Scraping the Big Data Malaysia Facebook group for fun. Profit unlikely.
This is an introductory-level notebook demonstrating how to deal with a small, but meaty dataset. Things we will do here include:
A "follow the data" approach will be taken. This notebook may appear quite long, but a good portion of the length is pretty-printing of raw data which noone is expected to read in entirety, but it's there for one to skim to get an idea of the structure of our data.
This notebook assumes you have already prepared a flattened JSON file into all_the_data.json, which you would have done by:
oauth_file according to the instructions in pull_feed.py.python pull_feed.py to pull down the feed pages into the BigDataMyData directory.python flatten_saved_data.py > all_the_data.json.
In [1]:
# we need this for later:
%matplotlib inline
import json
INPUT_FILE = "all_the_data.json"
with open(INPUT_FILE, "r") as big_data_fd:
big_data = json.load(big_data_fd)
In [2]:
print "We have {} posts".format(len(big_data))
Wow! So data! Very big!
Seriously though... it's not big. In fact it's rather small. How small is small? Here's a clue...
In [3]:
import os
print "The source file is {} bytes. Pathetic.".format(os.stat(INPUT_FILE).st_size)

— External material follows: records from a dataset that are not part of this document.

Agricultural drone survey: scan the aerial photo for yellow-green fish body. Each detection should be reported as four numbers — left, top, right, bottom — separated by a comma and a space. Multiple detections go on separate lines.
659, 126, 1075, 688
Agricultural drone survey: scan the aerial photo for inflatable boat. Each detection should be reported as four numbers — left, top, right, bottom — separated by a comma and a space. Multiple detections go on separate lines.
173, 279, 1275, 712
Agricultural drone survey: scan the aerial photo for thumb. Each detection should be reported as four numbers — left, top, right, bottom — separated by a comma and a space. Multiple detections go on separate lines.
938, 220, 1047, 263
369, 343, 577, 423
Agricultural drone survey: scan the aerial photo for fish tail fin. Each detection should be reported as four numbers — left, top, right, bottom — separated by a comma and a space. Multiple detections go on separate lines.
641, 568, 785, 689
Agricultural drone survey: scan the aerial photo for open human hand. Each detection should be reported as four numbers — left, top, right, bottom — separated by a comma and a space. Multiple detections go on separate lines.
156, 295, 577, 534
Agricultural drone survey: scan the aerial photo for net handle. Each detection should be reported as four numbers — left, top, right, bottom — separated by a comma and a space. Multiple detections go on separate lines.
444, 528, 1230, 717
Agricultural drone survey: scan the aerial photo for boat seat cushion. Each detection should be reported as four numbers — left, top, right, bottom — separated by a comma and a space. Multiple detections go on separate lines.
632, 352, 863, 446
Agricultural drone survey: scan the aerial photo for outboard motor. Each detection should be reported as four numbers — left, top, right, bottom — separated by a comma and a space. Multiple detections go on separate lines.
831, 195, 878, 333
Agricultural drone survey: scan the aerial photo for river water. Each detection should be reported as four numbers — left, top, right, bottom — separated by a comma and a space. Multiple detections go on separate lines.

At the time this was written, the file was just about 3MB, and there were fewer than 2k posts... note that excludes comments made on posts, but still, this stuff is small. It is small enough that at no point do we need to do anything clever from a data indexing/caching/storage perspective, so to start we will take the simplistic but often appropriate approach of slicing and dicing our big_data object directly. Later on we'll get into pandas DataFrame objects.
Anyway, size doesn't matter. It's variety that counts.
Now we know how many elements (rows I guess?) we have, but how much variety do we have in this data? One measure of this may be to look at the number of fields in each of those items:
In [4]:
import itertools
all_the_fields = set(itertools.chain.from_iterable(big_data))
print "We have {} different field names:".format(len(all_the_fields))
print all_the_fields
Are we missing anything? A good way to sanity check things is to actually inspect the data, so let's look at a random item:
In [5]:
import random
import pprint
# re-run this as much as you like to inspect different items
pprint.pprint(random.choice(big_data))
From that you should be able to sense that we are missing some things - it isn't simply that there are some number of fields that describe each item, because some of those fields have data hierarchies beneath them, for example:
In [6]:
pprint.pprint(big_data[234])
From that we can see some fields have hierarchies within them, e.g. likes have a list of id dictionaries, which happen to be relatively trivial (names and ids... I wonder why Facebook didn't just post the id and make you look up the name?) but the comment field is a bit more complex, wherein it contains a list of dictionaries with each field potentially being a dictionary of its own, e.g. we can see that the second comment on that post tagged Teuku Faruq:
In [7]:
pprint.pprint(big_data[234]['comments'][0]['data'][1]['message_tags'])
In [8]:
set([len(data['comments']) for data in big_data if 'comments' in data])
Out[8]:
Apparently that's not always the case, sometimes there are 2 items in the list, let's see what that looks like...
In [9]:
multi_item_comment_lists = [data['comments'] for data in big_data if ('comments' in data) and (len(data['comments']) > 1)]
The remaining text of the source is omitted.